A Celebration of Salmon:
As an adventure diversion and in the interest of education regarding these species, thousands of people today migrate to Campbell River every season to experience the delight of a face to face encounter with some of the world’s largest salmon. Don modern day mask, fins, wet-suit and snorkel and float the river beginning in late July until the weather turns in November, enter the frigid waters to float downstream as the salmon frantically scuttle past in their final passage upstream.
Supplemented by the general public’s yearn for this remarkable adventure, a multitude of journalists continue to enhance the publicity of the salmon swim on the Campbell River by printing articles in such celebrated publications as Time magazine, the National Post, and Outdoor Explorer Magazine, to name just a few.
As Stated in the Weekend Post:
“Running with the Lunkers”
by “Cleo Paskal”
“I AM ONE WITH THE SALMON. I have seen the bubbling thrash of white water from below. I have flowed silently over elegant mosaics of multi-coloured river stones. My shadow has darkened the laser beams of sunlight that pierce the surface of the water. I have been startled by the rumble of traffic on bridges. I have heard the rattle of fast water over small pebbles. I have rested in eddies and shunned fishermen. I am one with the salmon.”
Sums it up EH!
Having been an avid river snorkeler for the better part of 25 years, I have had been exalted by the opportunity of snorkelling many rivers on the north Island and the mainland. I have found the Campbell River to be most conducive for viewing salmon for a number of reasons. The first; the consistent flow, the river is neither to shallow nor too deep, second; the river is short and access is easy from a number of spots, third; the runs of salmon are huge and visibility is exceptional.
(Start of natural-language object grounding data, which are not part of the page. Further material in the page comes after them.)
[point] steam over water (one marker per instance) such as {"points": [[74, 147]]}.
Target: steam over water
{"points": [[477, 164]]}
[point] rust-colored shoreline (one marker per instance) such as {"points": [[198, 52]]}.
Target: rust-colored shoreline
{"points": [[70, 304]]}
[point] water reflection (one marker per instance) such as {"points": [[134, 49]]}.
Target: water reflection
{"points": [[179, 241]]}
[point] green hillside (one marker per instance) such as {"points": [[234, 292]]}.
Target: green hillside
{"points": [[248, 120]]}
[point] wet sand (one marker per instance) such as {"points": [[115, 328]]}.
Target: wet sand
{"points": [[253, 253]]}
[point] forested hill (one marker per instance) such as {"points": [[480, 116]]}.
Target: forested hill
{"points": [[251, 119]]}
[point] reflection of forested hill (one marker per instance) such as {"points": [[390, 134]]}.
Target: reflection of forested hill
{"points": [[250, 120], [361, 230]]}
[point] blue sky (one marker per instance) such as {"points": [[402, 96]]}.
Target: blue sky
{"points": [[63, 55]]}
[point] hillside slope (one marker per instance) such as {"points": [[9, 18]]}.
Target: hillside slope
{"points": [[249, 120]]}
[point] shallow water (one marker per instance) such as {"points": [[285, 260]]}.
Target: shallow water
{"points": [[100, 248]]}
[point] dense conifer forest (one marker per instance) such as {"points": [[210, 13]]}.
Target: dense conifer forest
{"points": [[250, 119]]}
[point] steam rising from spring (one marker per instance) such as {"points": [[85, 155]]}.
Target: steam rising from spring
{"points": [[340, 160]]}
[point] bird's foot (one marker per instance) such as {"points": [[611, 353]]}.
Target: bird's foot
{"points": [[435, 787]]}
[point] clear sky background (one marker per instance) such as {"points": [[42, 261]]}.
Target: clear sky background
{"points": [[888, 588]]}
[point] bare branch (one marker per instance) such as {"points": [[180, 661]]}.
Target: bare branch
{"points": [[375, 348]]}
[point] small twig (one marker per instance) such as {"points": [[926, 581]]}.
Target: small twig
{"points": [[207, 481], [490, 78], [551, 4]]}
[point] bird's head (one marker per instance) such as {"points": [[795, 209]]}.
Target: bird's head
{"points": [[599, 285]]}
Having stated a number of positive aspects of snorkelling the Campbell River, a measure of caution is to be exercised. Rivers are dangerous; every year at the very least one person expires on Vancouver Island Rivers. Typically this is owing to the lack of preparation, inexperience or faulty behaviour, river flows do not stop, even if you are in trouble; and a lack of respect for their force can prove fatal.
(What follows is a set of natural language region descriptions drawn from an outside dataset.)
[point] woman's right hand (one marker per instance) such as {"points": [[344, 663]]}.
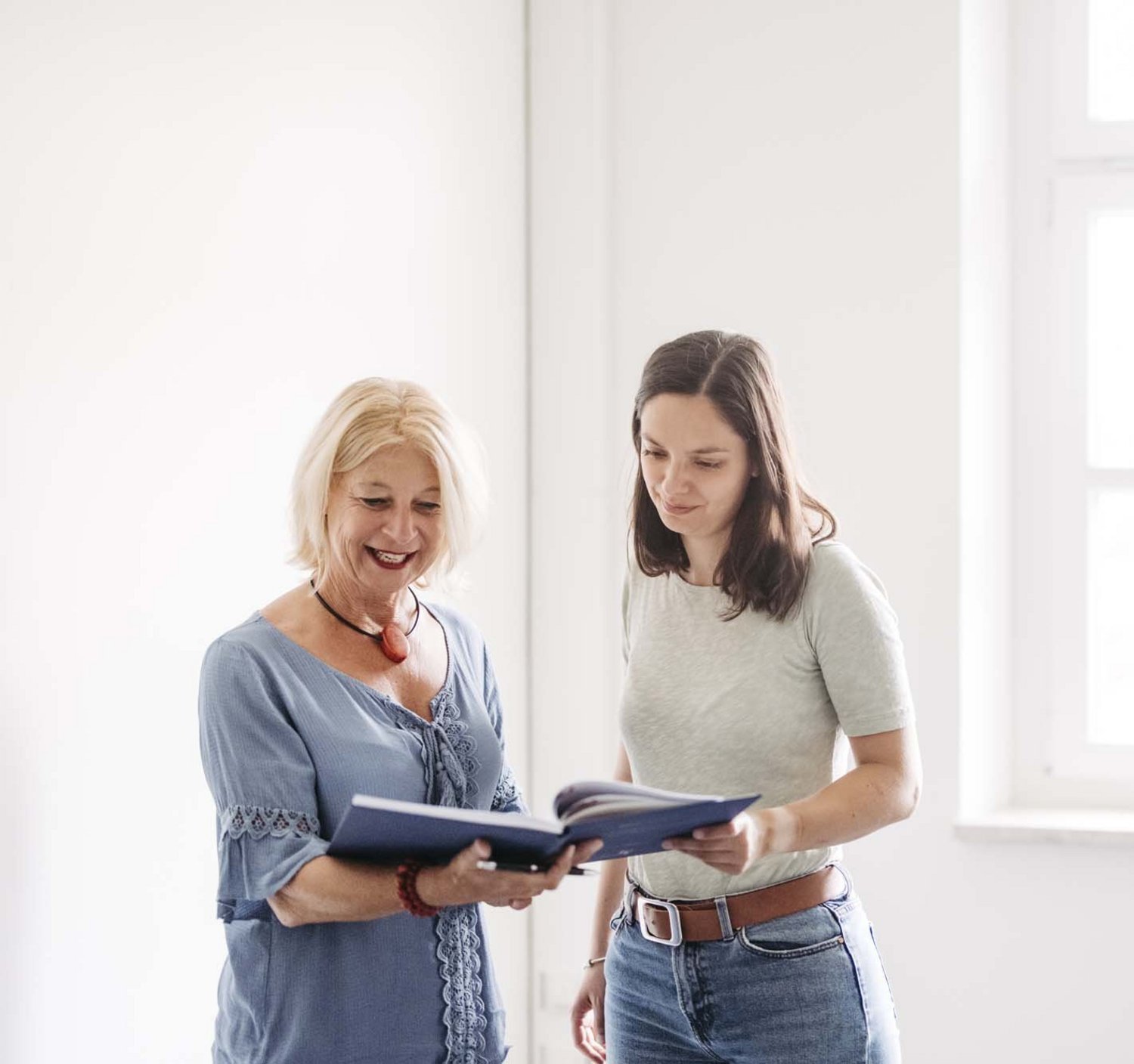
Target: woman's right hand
{"points": [[587, 1016], [462, 883]]}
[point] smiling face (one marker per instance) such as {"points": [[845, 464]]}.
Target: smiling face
{"points": [[383, 524], [696, 467]]}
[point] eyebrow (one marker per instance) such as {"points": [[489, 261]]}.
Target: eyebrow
{"points": [[698, 451], [386, 487]]}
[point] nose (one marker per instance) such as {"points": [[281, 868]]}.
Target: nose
{"points": [[398, 526], [673, 481]]}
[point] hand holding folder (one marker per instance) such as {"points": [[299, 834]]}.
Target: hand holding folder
{"points": [[630, 819]]}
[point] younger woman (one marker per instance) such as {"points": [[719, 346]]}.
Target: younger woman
{"points": [[753, 642]]}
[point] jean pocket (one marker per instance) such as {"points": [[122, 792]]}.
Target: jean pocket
{"points": [[801, 934]]}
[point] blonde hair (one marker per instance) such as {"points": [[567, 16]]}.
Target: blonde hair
{"points": [[365, 417]]}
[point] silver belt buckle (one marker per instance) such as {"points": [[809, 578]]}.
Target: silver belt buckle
{"points": [[675, 923]]}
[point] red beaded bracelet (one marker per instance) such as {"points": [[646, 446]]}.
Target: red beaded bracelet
{"points": [[407, 891]]}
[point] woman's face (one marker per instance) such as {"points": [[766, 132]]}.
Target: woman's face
{"points": [[383, 523], [694, 465]]}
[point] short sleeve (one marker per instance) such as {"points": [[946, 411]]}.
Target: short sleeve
{"points": [[261, 778], [507, 796], [854, 633]]}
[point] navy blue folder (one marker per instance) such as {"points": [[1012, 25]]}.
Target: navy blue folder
{"points": [[389, 832]]}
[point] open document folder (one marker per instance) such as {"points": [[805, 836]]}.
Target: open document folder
{"points": [[630, 819]]}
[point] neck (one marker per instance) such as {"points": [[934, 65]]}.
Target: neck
{"points": [[365, 608], [705, 554]]}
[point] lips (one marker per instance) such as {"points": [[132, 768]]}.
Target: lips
{"points": [[389, 558]]}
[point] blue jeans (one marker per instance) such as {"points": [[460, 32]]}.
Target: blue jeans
{"points": [[807, 988]]}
It is my sound suggestion that if you are not experienced in swift water rescue, that you hire a professional experienced guide to accompany you on your tour, plan your excursion, make sure you have adequate instruction prior to embarking on the run and assure that all your gear is appropriate and in good working order.
River Behaviour and Code of Ethics:
For the Operation and Pleasure use on or in the Campbell River.
In recognition of the increasing pleasure and commercial use of the Campbell River, the following voluntary code of ethics has been developed by the cooperation with industry partners to minimise user impact on the river and promote river safety.
- To protect and enhance the Campbell River natural beauty, water quality, aquatic and wildlife resources.
- To identify and respect the concern for possible impacts on the river and its resources by all users with the goal of minimising them.
- To communicate the safe use of the river.
- Be safe and always swim, boat, snorkel or float with a partner.
- Be aware of your surroundings and the river hazards at all times.
- Respect all other river users.
- Respect all adjacent private property.
- Designated spawning channels are not to be disturbed at any time.
- While swimming or snorkelling, limit the impact on the fish. No lingering, herding or wolf packing.
- Recognise and use designated river entry and exit locations.
- Please take all personal items and garbage with you when you leave.